Have you been thinking of moving Down Under – the sea, the sun, the sand, the quality of life, scuba diving, skiing, a Sunday barbie and a slab (that’s a pack of 24 beers), only to be put off by the thought of your life being cut short by a spider or snake bit, or being chosen as the main item on the menu by a croc or a shark. Well, think again.
Horses and Dogs?
There is no need to forego that dream of moving to Australia for fear of dying from Australia’s deadliest. The results of a study conducted at the University of Melbourne’s Australian Venom Research Unit show that more people were killed by horses between the years of 2000 and 2013, than all the venomous creatures, sharks and crocs combined.
Dr. Ronelle Welton from the University of Melbourne says “Australia is known as the epicentre of all things venomous.” The results of this study say otherwise. During the period studied, 74 people died due to either being thrown from a horse or trampled by one. The next highest number of deaths was from bees and stinging insects, where 27 people died. Snake bites also caused 27 deaths. Sharks were responsible for 26 deaths during that period and your faithful canine managed to kill 23 people. Crocs came in almost last with only 19 kills to their name. Five people died from tick and ant bites and three from jelly fish stings. And, no one died from a spider bite. In fact, the last death from a spider bite was in 1980. So, if your fear of Australia’s nasties is stopping you from moving there, think again.

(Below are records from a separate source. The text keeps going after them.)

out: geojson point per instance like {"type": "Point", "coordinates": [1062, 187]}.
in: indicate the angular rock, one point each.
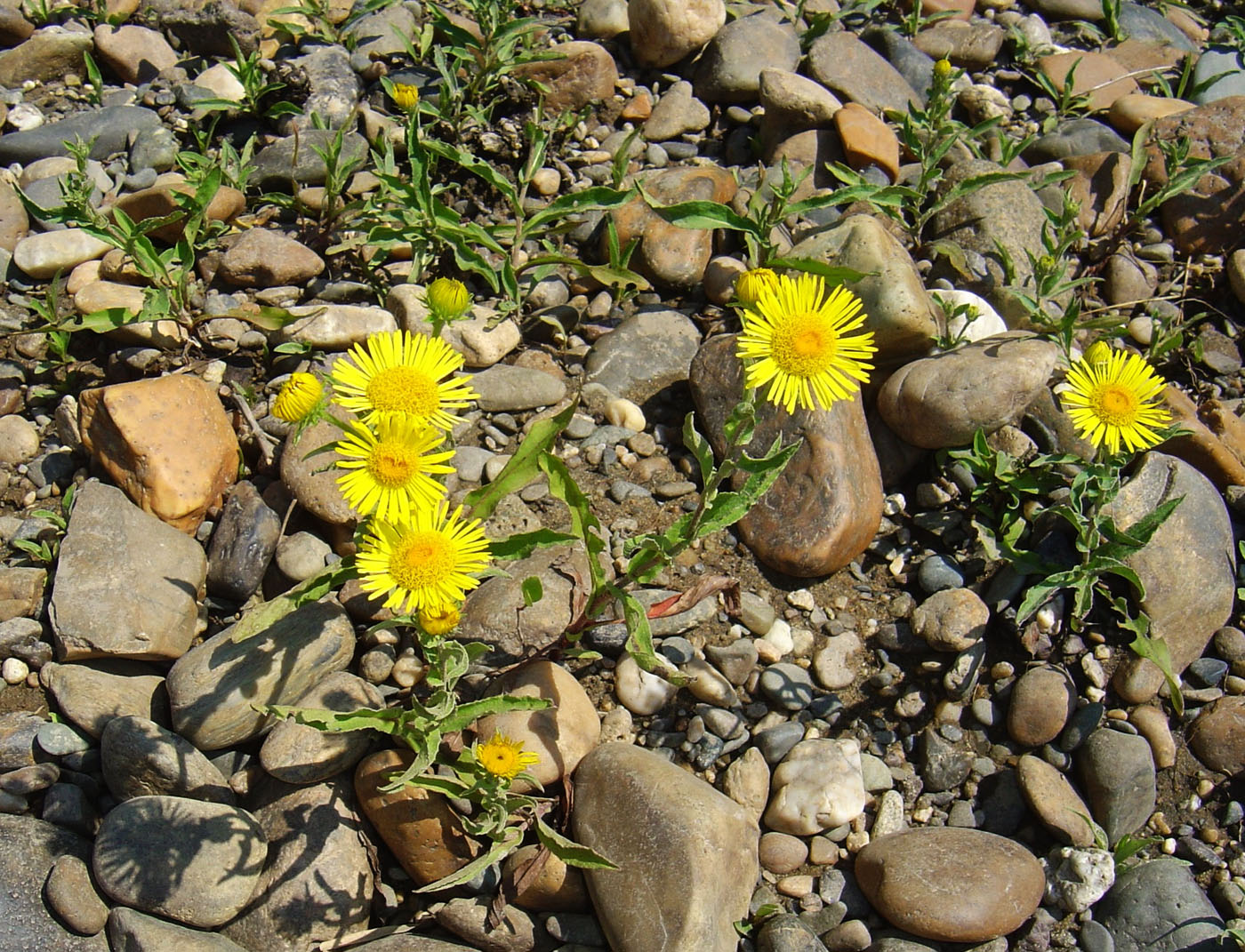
{"type": "Point", "coordinates": [214, 687]}
{"type": "Point", "coordinates": [420, 827]}
{"type": "Point", "coordinates": [91, 696]}
{"type": "Point", "coordinates": [950, 884]}
{"type": "Point", "coordinates": [192, 861]}
{"type": "Point", "coordinates": [898, 310]}
{"type": "Point", "coordinates": [1194, 543]}
{"type": "Point", "coordinates": [824, 508]}
{"type": "Point", "coordinates": [28, 848]}
{"type": "Point", "coordinates": [301, 755]}
{"type": "Point", "coordinates": [141, 758]}
{"type": "Point", "coordinates": [688, 877]}
{"type": "Point", "coordinates": [663, 31]}
{"type": "Point", "coordinates": [818, 786]}
{"type": "Point", "coordinates": [671, 255]}
{"type": "Point", "coordinates": [942, 401]}
{"type": "Point", "coordinates": [1117, 771]}
{"type": "Point", "coordinates": [167, 442]}
{"type": "Point", "coordinates": [645, 354]}
{"type": "Point", "coordinates": [127, 584]}
{"type": "Point", "coordinates": [560, 734]}
{"type": "Point", "coordinates": [317, 885]}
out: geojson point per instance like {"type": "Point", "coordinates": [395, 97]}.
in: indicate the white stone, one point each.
{"type": "Point", "coordinates": [639, 691]}
{"type": "Point", "coordinates": [45, 254]}
{"type": "Point", "coordinates": [1077, 879]}
{"type": "Point", "coordinates": [817, 787]}
{"type": "Point", "coordinates": [986, 324]}
{"type": "Point", "coordinates": [14, 671]}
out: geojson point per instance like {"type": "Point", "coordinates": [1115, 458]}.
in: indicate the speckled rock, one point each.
{"type": "Point", "coordinates": [167, 442]}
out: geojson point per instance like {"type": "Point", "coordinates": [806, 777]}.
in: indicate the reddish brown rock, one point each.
{"type": "Point", "coordinates": [1217, 736]}
{"type": "Point", "coordinates": [167, 442]}
{"type": "Point", "coordinates": [585, 74]}
{"type": "Point", "coordinates": [671, 255]}
{"type": "Point", "coordinates": [421, 829]}
{"type": "Point", "coordinates": [867, 140]}
{"type": "Point", "coordinates": [1041, 705]}
{"type": "Point", "coordinates": [1097, 76]}
{"type": "Point", "coordinates": [950, 884]}
{"type": "Point", "coordinates": [825, 507]}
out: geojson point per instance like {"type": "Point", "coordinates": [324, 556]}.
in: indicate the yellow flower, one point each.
{"type": "Point", "coordinates": [1113, 400]}
{"type": "Point", "coordinates": [503, 756]}
{"type": "Point", "coordinates": [406, 96]}
{"type": "Point", "coordinates": [390, 470]}
{"type": "Point", "coordinates": [750, 285]}
{"type": "Point", "coordinates": [439, 619]}
{"type": "Point", "coordinates": [400, 372]}
{"type": "Point", "coordinates": [423, 562]}
{"type": "Point", "coordinates": [796, 340]}
{"type": "Point", "coordinates": [447, 299]}
{"type": "Point", "coordinates": [299, 396]}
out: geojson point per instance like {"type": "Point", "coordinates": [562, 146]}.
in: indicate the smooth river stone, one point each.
{"type": "Point", "coordinates": [950, 884]}
{"type": "Point", "coordinates": [824, 508]}
{"type": "Point", "coordinates": [942, 401]}
{"type": "Point", "coordinates": [687, 854]}
{"type": "Point", "coordinates": [1194, 543]}
{"type": "Point", "coordinates": [213, 687]}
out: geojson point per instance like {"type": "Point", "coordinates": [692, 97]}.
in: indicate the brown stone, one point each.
{"type": "Point", "coordinates": [1041, 705]}
{"type": "Point", "coordinates": [867, 140]}
{"type": "Point", "coordinates": [1129, 114]}
{"type": "Point", "coordinates": [668, 254]}
{"type": "Point", "coordinates": [421, 829]}
{"type": "Point", "coordinates": [1217, 736]}
{"type": "Point", "coordinates": [557, 887]}
{"type": "Point", "coordinates": [167, 442]}
{"type": "Point", "coordinates": [587, 74]}
{"type": "Point", "coordinates": [1055, 802]}
{"type": "Point", "coordinates": [1203, 447]}
{"type": "Point", "coordinates": [1097, 75]}
{"type": "Point", "coordinates": [950, 884]}
{"type": "Point", "coordinates": [1101, 188]}
{"type": "Point", "coordinates": [825, 507]}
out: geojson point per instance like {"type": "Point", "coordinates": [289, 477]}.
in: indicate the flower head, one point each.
{"type": "Point", "coordinates": [425, 562]}
{"type": "Point", "coordinates": [402, 372]}
{"type": "Point", "coordinates": [750, 285]}
{"type": "Point", "coordinates": [448, 299]}
{"type": "Point", "coordinates": [389, 472]}
{"type": "Point", "coordinates": [503, 756]}
{"type": "Point", "coordinates": [1114, 400]}
{"type": "Point", "coordinates": [298, 398]}
{"type": "Point", "coordinates": [797, 340]}
{"type": "Point", "coordinates": [406, 96]}
{"type": "Point", "coordinates": [439, 619]}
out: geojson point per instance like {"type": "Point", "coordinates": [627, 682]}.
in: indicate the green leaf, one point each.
{"type": "Point", "coordinates": [523, 466]}
{"type": "Point", "coordinates": [498, 852]}
{"type": "Point", "coordinates": [265, 615]}
{"type": "Point", "coordinates": [569, 852]}
{"type": "Point", "coordinates": [532, 590]}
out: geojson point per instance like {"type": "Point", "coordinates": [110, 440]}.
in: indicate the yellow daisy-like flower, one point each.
{"type": "Point", "coordinates": [425, 562]}
{"type": "Point", "coordinates": [439, 619]}
{"type": "Point", "coordinates": [298, 397]}
{"type": "Point", "coordinates": [503, 756]}
{"type": "Point", "coordinates": [448, 299]}
{"type": "Point", "coordinates": [1116, 400]}
{"type": "Point", "coordinates": [750, 285]}
{"type": "Point", "coordinates": [406, 96]}
{"type": "Point", "coordinates": [797, 340]}
{"type": "Point", "coordinates": [402, 372]}
{"type": "Point", "coordinates": [390, 470]}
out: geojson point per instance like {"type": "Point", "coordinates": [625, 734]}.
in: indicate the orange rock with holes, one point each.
{"type": "Point", "coordinates": [165, 442]}
{"type": "Point", "coordinates": [867, 140]}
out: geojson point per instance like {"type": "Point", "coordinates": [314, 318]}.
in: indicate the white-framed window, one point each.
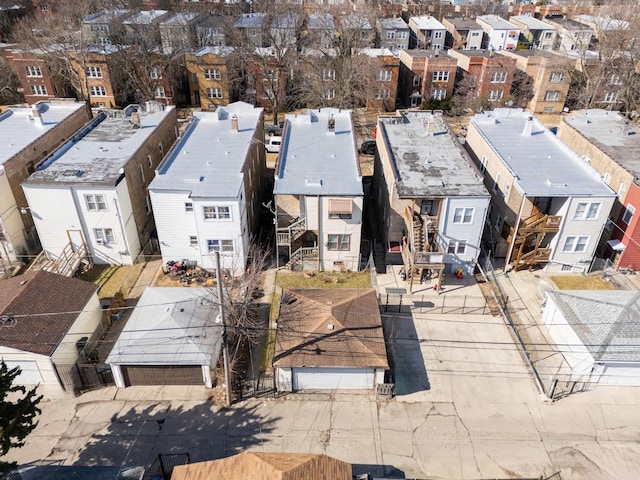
{"type": "Point", "coordinates": [339, 242]}
{"type": "Point", "coordinates": [383, 94]}
{"type": "Point", "coordinates": [98, 91]}
{"type": "Point", "coordinates": [95, 203]}
{"type": "Point", "coordinates": [499, 77]}
{"type": "Point", "coordinates": [463, 215]}
{"type": "Point", "coordinates": [212, 73]}
{"type": "Point", "coordinates": [552, 96]}
{"type": "Point", "coordinates": [587, 211]}
{"type": "Point", "coordinates": [216, 213]}
{"type": "Point", "coordinates": [628, 214]}
{"type": "Point", "coordinates": [38, 90]}
{"type": "Point", "coordinates": [556, 77]}
{"type": "Point", "coordinates": [33, 71]}
{"type": "Point", "coordinates": [93, 72]}
{"type": "Point", "coordinates": [575, 244]}
{"type": "Point", "coordinates": [104, 235]}
{"type": "Point", "coordinates": [214, 92]}
{"type": "Point", "coordinates": [440, 76]}
{"type": "Point", "coordinates": [222, 246]}
{"type": "Point", "coordinates": [384, 75]}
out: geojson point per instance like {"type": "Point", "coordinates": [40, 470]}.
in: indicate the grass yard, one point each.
{"type": "Point", "coordinates": [323, 280]}
{"type": "Point", "coordinates": [580, 282]}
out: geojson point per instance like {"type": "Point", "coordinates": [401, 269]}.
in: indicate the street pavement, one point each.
{"type": "Point", "coordinates": [467, 408]}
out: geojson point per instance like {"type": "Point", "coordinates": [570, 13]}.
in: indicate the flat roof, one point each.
{"type": "Point", "coordinates": [542, 165]}
{"type": "Point", "coordinates": [428, 159]}
{"type": "Point", "coordinates": [207, 161]}
{"type": "Point", "coordinates": [532, 23]}
{"type": "Point", "coordinates": [612, 133]}
{"type": "Point", "coordinates": [315, 161]}
{"type": "Point", "coordinates": [499, 23]}
{"type": "Point", "coordinates": [98, 152]}
{"type": "Point", "coordinates": [19, 128]}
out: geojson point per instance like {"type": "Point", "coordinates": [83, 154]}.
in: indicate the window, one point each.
{"type": "Point", "coordinates": [222, 246]}
{"type": "Point", "coordinates": [95, 203]}
{"type": "Point", "coordinates": [33, 71]}
{"type": "Point", "coordinates": [498, 77]}
{"type": "Point", "coordinates": [440, 76]}
{"type": "Point", "coordinates": [552, 96]}
{"type": "Point", "coordinates": [628, 214]}
{"type": "Point", "coordinates": [587, 211]}
{"type": "Point", "coordinates": [38, 90]}
{"type": "Point", "coordinates": [384, 75]}
{"type": "Point", "coordinates": [93, 72]}
{"type": "Point", "coordinates": [463, 215]}
{"type": "Point", "coordinates": [339, 243]}
{"type": "Point", "coordinates": [104, 235]}
{"type": "Point", "coordinates": [556, 77]}
{"type": "Point", "coordinates": [574, 244]}
{"type": "Point", "coordinates": [383, 94]}
{"type": "Point", "coordinates": [214, 93]}
{"type": "Point", "coordinates": [212, 73]}
{"type": "Point", "coordinates": [98, 91]}
{"type": "Point", "coordinates": [217, 213]}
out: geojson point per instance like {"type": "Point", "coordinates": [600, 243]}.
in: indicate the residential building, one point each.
{"type": "Point", "coordinates": [492, 73]}
{"type": "Point", "coordinates": [500, 34]}
{"type": "Point", "coordinates": [206, 194]}
{"type": "Point", "coordinates": [27, 136]}
{"type": "Point", "coordinates": [90, 195]}
{"type": "Point", "coordinates": [424, 75]}
{"type": "Point", "coordinates": [534, 33]}
{"type": "Point", "coordinates": [307, 355]}
{"type": "Point", "coordinates": [209, 76]}
{"type": "Point", "coordinates": [427, 33]}
{"type": "Point", "coordinates": [610, 143]}
{"type": "Point", "coordinates": [157, 345]}
{"type": "Point", "coordinates": [572, 36]}
{"type": "Point", "coordinates": [431, 199]}
{"type": "Point", "coordinates": [549, 207]}
{"type": "Point", "coordinates": [394, 33]}
{"type": "Point", "coordinates": [267, 466]}
{"type": "Point", "coordinates": [463, 33]}
{"type": "Point", "coordinates": [318, 192]}
{"type": "Point", "coordinates": [48, 323]}
{"type": "Point", "coordinates": [550, 77]}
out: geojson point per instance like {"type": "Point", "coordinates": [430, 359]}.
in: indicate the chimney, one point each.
{"type": "Point", "coordinates": [528, 127]}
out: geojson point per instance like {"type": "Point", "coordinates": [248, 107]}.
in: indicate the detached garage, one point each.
{"type": "Point", "coordinates": [598, 332]}
{"type": "Point", "coordinates": [329, 339]}
{"type": "Point", "coordinates": [171, 338]}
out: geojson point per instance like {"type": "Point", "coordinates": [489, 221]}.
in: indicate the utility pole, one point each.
{"type": "Point", "coordinates": [225, 342]}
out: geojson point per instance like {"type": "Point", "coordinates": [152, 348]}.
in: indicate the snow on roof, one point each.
{"type": "Point", "coordinates": [315, 160]}
{"type": "Point", "coordinates": [208, 159]}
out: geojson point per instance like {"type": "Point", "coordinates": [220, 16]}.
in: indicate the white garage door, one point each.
{"type": "Point", "coordinates": [30, 374]}
{"type": "Point", "coordinates": [332, 378]}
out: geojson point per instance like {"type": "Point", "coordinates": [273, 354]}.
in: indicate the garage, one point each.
{"type": "Point", "coordinates": [333, 378]}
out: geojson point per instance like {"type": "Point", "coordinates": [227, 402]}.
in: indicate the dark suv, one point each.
{"type": "Point", "coordinates": [368, 147]}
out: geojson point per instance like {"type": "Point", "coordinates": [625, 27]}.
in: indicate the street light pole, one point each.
{"type": "Point", "coordinates": [225, 342]}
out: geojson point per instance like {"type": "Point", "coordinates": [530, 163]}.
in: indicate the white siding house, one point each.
{"type": "Point", "coordinates": [91, 193]}
{"type": "Point", "coordinates": [207, 192]}
{"type": "Point", "coordinates": [318, 192]}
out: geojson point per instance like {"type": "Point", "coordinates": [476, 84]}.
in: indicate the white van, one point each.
{"type": "Point", "coordinates": [272, 144]}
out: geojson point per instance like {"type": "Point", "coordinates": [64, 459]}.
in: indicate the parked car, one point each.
{"type": "Point", "coordinates": [271, 130]}
{"type": "Point", "coordinates": [272, 144]}
{"type": "Point", "coordinates": [368, 147]}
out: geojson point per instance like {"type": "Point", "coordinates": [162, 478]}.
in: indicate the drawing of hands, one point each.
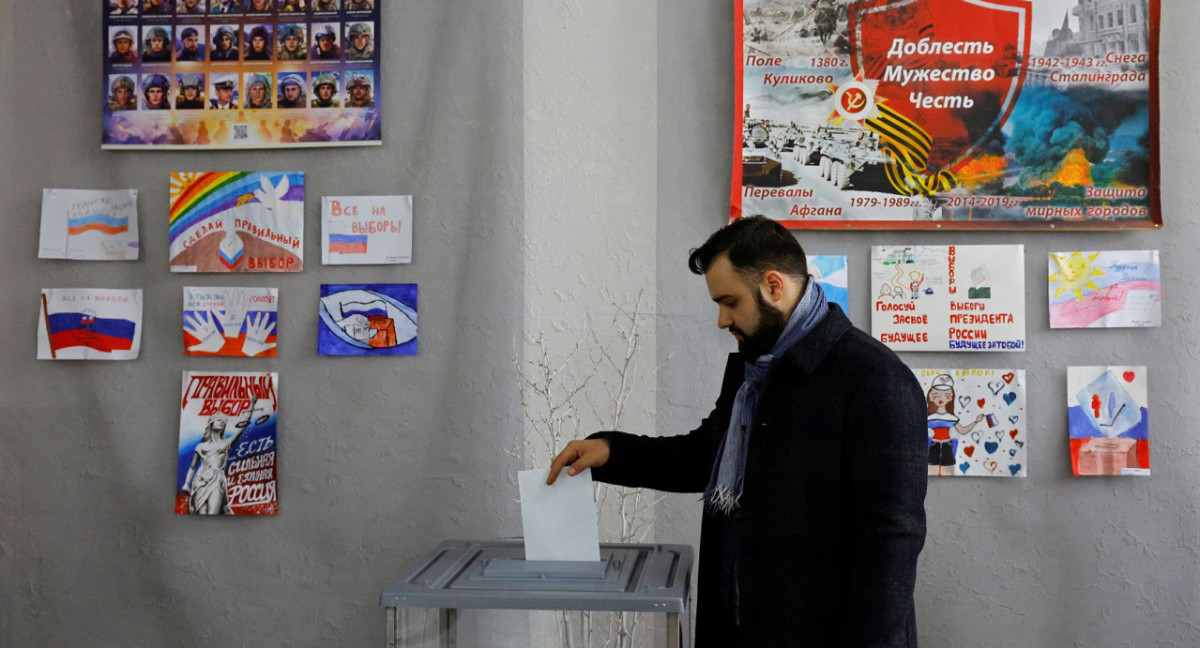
{"type": "Point", "coordinates": [205, 330]}
{"type": "Point", "coordinates": [237, 304]}
{"type": "Point", "coordinates": [257, 330]}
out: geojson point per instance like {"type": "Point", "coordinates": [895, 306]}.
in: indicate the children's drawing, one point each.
{"type": "Point", "coordinates": [1108, 420]}
{"type": "Point", "coordinates": [237, 222]}
{"type": "Point", "coordinates": [1105, 289]}
{"type": "Point", "coordinates": [976, 421]}
{"type": "Point", "coordinates": [239, 322]}
{"type": "Point", "coordinates": [89, 324]}
{"type": "Point", "coordinates": [366, 229]}
{"type": "Point", "coordinates": [367, 319]}
{"type": "Point", "coordinates": [227, 442]}
{"type": "Point", "coordinates": [829, 270]}
{"type": "Point", "coordinates": [84, 225]}
{"type": "Point", "coordinates": [949, 298]}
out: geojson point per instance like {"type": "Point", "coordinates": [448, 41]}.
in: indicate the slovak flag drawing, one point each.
{"type": "Point", "coordinates": [89, 324]}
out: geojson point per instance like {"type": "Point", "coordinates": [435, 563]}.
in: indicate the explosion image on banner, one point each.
{"type": "Point", "coordinates": [924, 114]}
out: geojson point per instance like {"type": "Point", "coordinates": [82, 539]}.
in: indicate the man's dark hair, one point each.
{"type": "Point", "coordinates": [755, 245]}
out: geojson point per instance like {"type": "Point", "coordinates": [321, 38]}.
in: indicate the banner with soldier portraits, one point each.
{"type": "Point", "coordinates": [240, 73]}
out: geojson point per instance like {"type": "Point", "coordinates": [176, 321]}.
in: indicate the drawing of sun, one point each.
{"type": "Point", "coordinates": [1075, 273]}
{"type": "Point", "coordinates": [180, 181]}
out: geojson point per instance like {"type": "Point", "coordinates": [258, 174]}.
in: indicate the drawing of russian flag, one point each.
{"type": "Point", "coordinates": [88, 330]}
{"type": "Point", "coordinates": [348, 244]}
{"type": "Point", "coordinates": [97, 222]}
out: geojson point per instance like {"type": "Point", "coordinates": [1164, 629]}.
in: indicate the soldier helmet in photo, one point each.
{"type": "Point", "coordinates": [121, 82]}
{"type": "Point", "coordinates": [222, 31]}
{"type": "Point", "coordinates": [943, 382]}
{"type": "Point", "coordinates": [156, 81]}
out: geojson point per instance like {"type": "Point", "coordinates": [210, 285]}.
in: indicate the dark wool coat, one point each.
{"type": "Point", "coordinates": [825, 550]}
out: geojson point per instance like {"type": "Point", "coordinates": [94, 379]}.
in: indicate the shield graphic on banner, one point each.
{"type": "Point", "coordinates": [948, 73]}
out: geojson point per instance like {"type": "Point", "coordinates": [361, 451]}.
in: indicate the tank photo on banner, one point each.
{"type": "Point", "coordinates": [947, 114]}
{"type": "Point", "coordinates": [240, 73]}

Everyone moving to Australia can’t wait to go to Bondi. The surf, the sun and all the beautiful people. However, another surprising fact regarding deaths in Australia is that around 300 people drown every year. So, again, those deadly critters are really getting bad press. Staying safe when moving to Australia is as easy as making sure you swim between the flags.
Dr. Welton said that 42,000 people were admitted to hospital with bites or stings during this 13-year period. Over a third of these were due to an allergic reaction to wasp and bee stings. 11,000 people were hospitalised due to spider bites and 6,000 for snake bites. There are over 140 varieties of land snake in Australia, but Dr. Welton insists that your chances of being killed by a snake bite are extremely remote, as the statistics show.
The final word belongs to Dr. Welton, “the biggest surprise is just how small the numbers are — from a national perspective, we get a lot of media hype on how dangerous these creatures are, but if you look at things like drowning, there were nearly 5,000 deaths in the same study period. Burns — there was nearly 1,000 within the same period, so it’s nothing to be alarmed about, just be prepared, make sure you understand your first aid, if you do have allergies or know someone who does.”